For most of his journalistic career, Ved Bhasin did not talk about it fearing it may hurt the people whose perceptions were based on "national interest" or "propaganda." But one day in September 2003, he told his story of those days in the Jammu University at an event. Later on, his testimonies became an authoritative reportage of that pogrom.

=== Views on Kashmir crisis ===
In 2006, during the sixth international peace conference in Washington, Bhasin said that no solution for the Kashmir problem can be found without a dialogue that involves the people of Jammu and Kashmir, along with India and Pakistan. He stated that the people of the state cannot be ignored, whom he has identified as the 'primary and basic party to the Kashmir dispute'. According to Bhasin, the UN's resolution for the crisis is no longer relevant, and the only way to achieve peace is to allow all sections of people in the state to participate in the dialogue and find a solution for the majority, through a process of elimination. He says that the solution may be independence, or semi-independence, or joint control, depending upon whatever is acceptable to the consensus, though it may not be possible to satisfy everyone.

Ved Bhasin had been an opponent of the presence of security forces in the Kashmir region. He has said, "Our experience in the past is that wherever BSF was posted, the situation deteriorated." According to him, "though the region has been handed over to the security forces on the ground that there is a serious law and order problem created by the militants, the lawlessness of the security forces is adding fuel to the fire rather than quelling it".

Quoting his views from his selected works published by his daughter:“Clearly the policy of suppression pursued in Jammu and Kashmir since 1990 has not succeeded to eliminate militancy, much less to crush popular unrest or bring back the people to the national mainstream. The bullet for bullet policy with untold human rights violations has proved counter-productive…Unless the root cause of militancy and the people’s disenchantment with India is tackled no worthwhile and lasting solution is possible. Primarily, it is a political problem which cannot be tackled with armed strength by dealing with it as simply a law and order problem. A political solution that could satisfy the urges and aspirations of the people of Jammu and Kashmir living in all regions and areas and belonging to all faiths and communities that could also be eventually acceptable to India and Pakistan is called for …J&K is not just a piece of land that it should be divided between India and Pakistan. It is the people who constitute Jammu and Kashmir…Any solution based on status-quo, geographically and politically and constitutionally, cannot be considered rational and realistic and will not be acceptable to the people who have risen in revolt.”Bhasin opined that an independent, democratic, secular, federal and demilitarized state with internal autonomy is the ideal solution to the Kashmir problem, if both India and Pakistan agree to it and jointly guarantee the state's security.

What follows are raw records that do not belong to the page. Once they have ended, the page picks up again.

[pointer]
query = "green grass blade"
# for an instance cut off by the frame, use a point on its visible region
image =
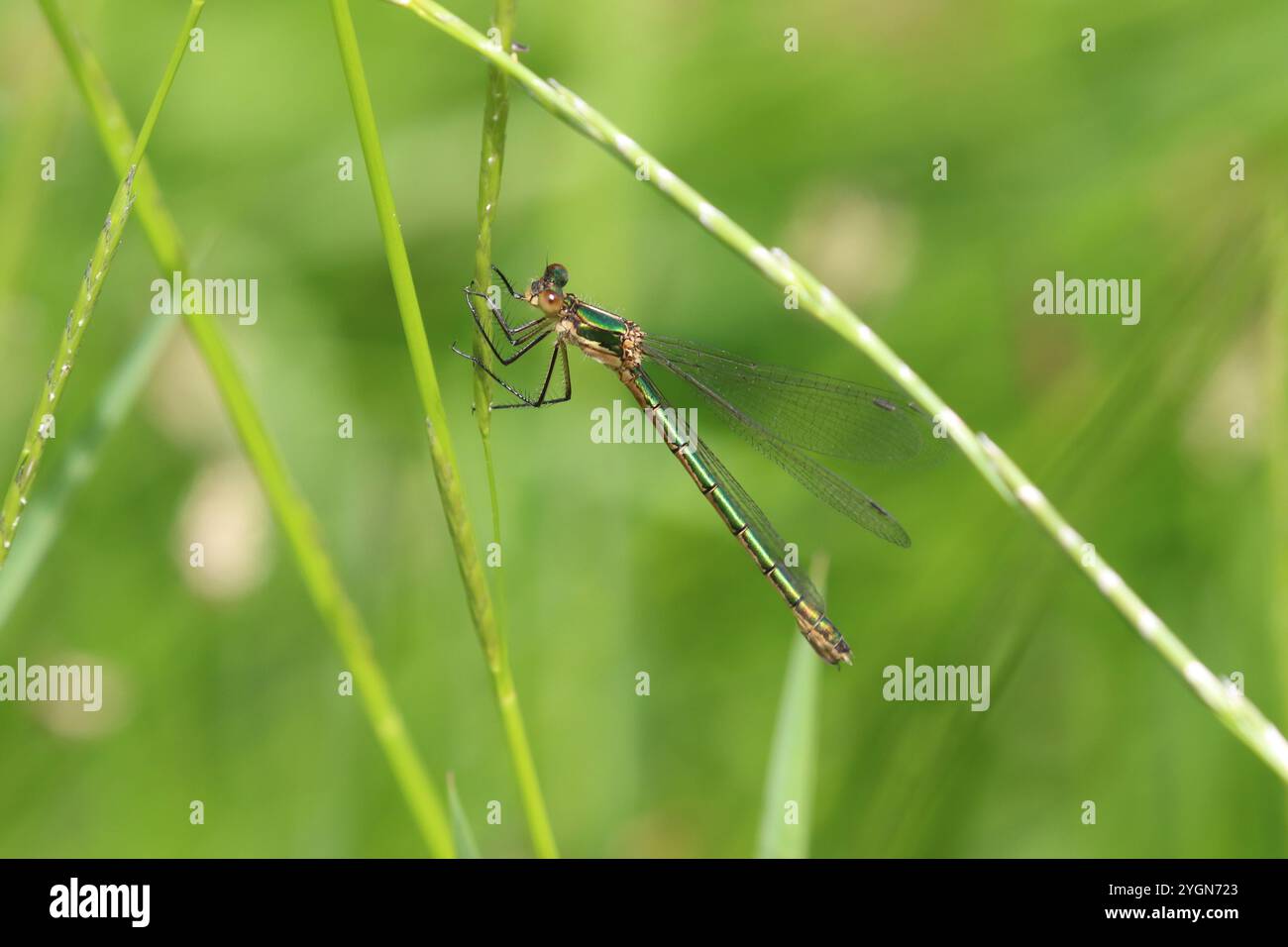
(1232, 707)
(465, 844)
(442, 455)
(43, 521)
(290, 508)
(789, 805)
(84, 303)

He was criticized by many in Jammu for being pro-Kashmir valley, and was attacked several times.

== Life ==
He was married to Vimal Bhasin, who died out of cancer in 1990. The couple had two daughters, Anuradha Bhasin and Anju Bhasin. Anuradha Bhasin also pursued a career as journalist.

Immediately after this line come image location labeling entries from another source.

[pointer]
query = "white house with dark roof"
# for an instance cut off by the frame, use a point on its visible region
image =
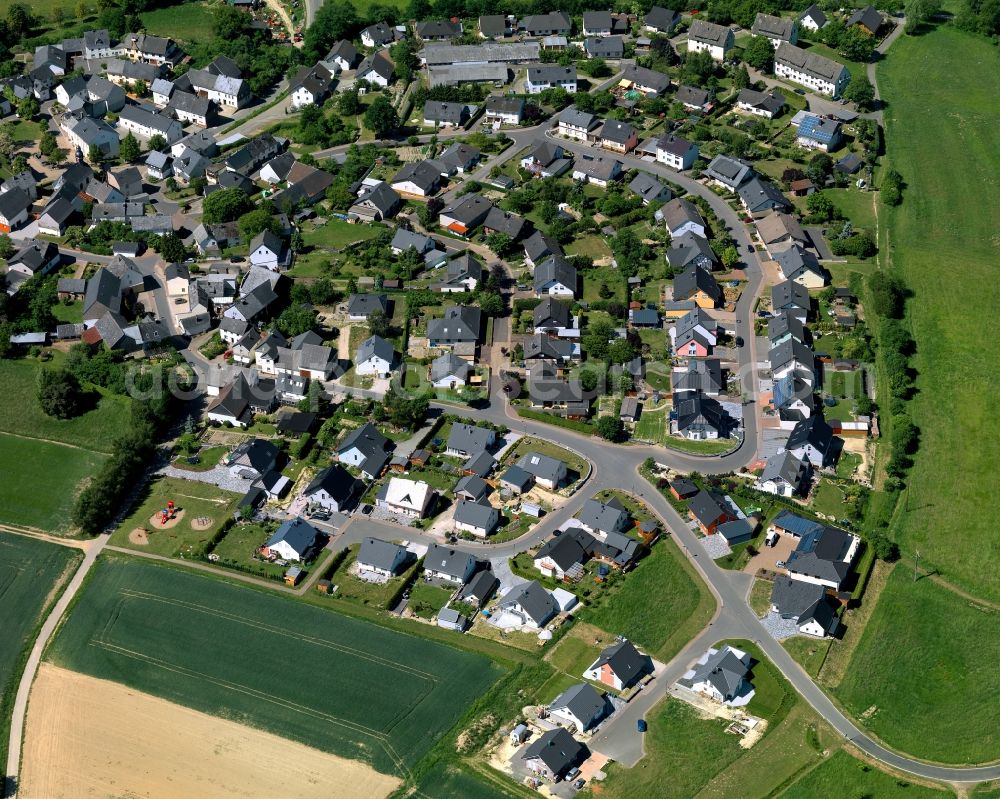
(775, 29)
(716, 40)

On 5 November 2015, Ved Bhasin died in Jammu at an age of 86. He was suffering from a degenerative brain disease for the past several months and was on life support system before his death. His death was widely condoled in the state by many people including the then Chief Minister Mufti Muhammad Sayeed, Governor Narinder Nath Vohra and all the other prominent political figures of Jammu and Kashmir.